Global well-posedness of the variable-order fractional wave equation with variable exponent nonlinearity

Abstract

In this paper, we conduct a comprehensive study of the global well-posedness of solution for a class of nonlocal wave equations with variable-order fractional Laplacian and variable exponent nonlinearity by constructing a suitable framework of the variational theory. We first prove the local-in-time existence of the weak solution via the Galerkin approximation technique and fixed point theory. Then by constructing the potential well theory, we classify the initial data leading to the global existence and finite time blowup of the solution for three different initial energy cases, that is, subcritical initial energy case, critical initial energy case, and supercritical initial energy case.
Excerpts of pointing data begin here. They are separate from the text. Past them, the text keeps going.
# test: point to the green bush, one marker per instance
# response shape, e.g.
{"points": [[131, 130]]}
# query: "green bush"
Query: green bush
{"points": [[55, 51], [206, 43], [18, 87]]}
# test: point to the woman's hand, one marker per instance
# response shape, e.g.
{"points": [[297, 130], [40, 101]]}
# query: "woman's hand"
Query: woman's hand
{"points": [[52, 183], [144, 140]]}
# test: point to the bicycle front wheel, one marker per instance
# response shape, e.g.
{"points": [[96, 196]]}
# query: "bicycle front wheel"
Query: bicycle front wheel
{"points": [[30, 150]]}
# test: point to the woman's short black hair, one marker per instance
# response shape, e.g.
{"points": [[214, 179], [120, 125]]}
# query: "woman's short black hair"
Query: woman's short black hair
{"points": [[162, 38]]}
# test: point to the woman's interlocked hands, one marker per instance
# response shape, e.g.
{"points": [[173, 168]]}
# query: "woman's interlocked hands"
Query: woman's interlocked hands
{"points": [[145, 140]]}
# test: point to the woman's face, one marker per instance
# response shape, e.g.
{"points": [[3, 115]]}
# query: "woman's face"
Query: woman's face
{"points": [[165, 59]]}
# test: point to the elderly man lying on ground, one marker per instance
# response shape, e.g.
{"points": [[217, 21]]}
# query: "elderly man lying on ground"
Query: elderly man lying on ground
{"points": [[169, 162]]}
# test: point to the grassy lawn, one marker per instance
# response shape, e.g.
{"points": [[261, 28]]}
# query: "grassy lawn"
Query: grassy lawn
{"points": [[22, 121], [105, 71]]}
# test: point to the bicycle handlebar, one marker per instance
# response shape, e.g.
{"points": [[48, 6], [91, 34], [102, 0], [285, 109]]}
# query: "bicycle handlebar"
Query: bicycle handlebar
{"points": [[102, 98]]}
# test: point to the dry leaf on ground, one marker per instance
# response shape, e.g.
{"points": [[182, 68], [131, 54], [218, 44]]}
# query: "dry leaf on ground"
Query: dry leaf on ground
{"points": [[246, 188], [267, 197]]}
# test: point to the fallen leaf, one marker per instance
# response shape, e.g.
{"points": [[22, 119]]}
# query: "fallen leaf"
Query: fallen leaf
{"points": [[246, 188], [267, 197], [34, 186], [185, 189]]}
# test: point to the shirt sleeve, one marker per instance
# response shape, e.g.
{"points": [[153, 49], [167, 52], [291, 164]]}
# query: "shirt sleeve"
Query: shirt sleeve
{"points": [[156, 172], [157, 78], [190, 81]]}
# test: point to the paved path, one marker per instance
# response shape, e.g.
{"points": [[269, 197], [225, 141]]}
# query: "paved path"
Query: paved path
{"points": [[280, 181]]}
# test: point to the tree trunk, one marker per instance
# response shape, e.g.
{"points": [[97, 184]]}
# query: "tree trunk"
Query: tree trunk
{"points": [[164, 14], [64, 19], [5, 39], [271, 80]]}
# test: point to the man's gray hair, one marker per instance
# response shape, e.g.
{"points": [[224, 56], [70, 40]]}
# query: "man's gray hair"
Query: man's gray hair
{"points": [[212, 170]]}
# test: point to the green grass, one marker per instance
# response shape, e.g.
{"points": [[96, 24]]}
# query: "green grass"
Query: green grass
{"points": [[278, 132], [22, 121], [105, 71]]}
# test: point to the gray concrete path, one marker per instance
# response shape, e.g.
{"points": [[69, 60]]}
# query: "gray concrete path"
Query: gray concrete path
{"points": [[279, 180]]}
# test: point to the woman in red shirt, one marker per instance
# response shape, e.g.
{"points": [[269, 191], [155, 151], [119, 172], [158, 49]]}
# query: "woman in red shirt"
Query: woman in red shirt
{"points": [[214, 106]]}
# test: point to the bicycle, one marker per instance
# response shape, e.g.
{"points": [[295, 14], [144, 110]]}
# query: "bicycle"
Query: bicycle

For the subcritical and critical initial energy cases, we show that the solution exists globally in time when the initial data belong to the stable manifold and blows up in finite time when the initial data belong to the unstable manifold. For the supercritical initial energy case, we observe some initial conditions that enable the finite time blow-up solution by an adapted concavity method, and the issue of global existence still remains unsolved. As a further study of finite time blowup, we estimate the upper and lower bounds of blow-up time by using different strategies, that is, applying some first-order differential inequality regardless of the different initial energy levels, to give a unified expression for the lower bound estimation for three initial energy levels. For the upper bound estimation, we utilize two second-order differential inequalities influenced by the different energy levels to give the upper bound estimations of the blow-up time at each initial energy level.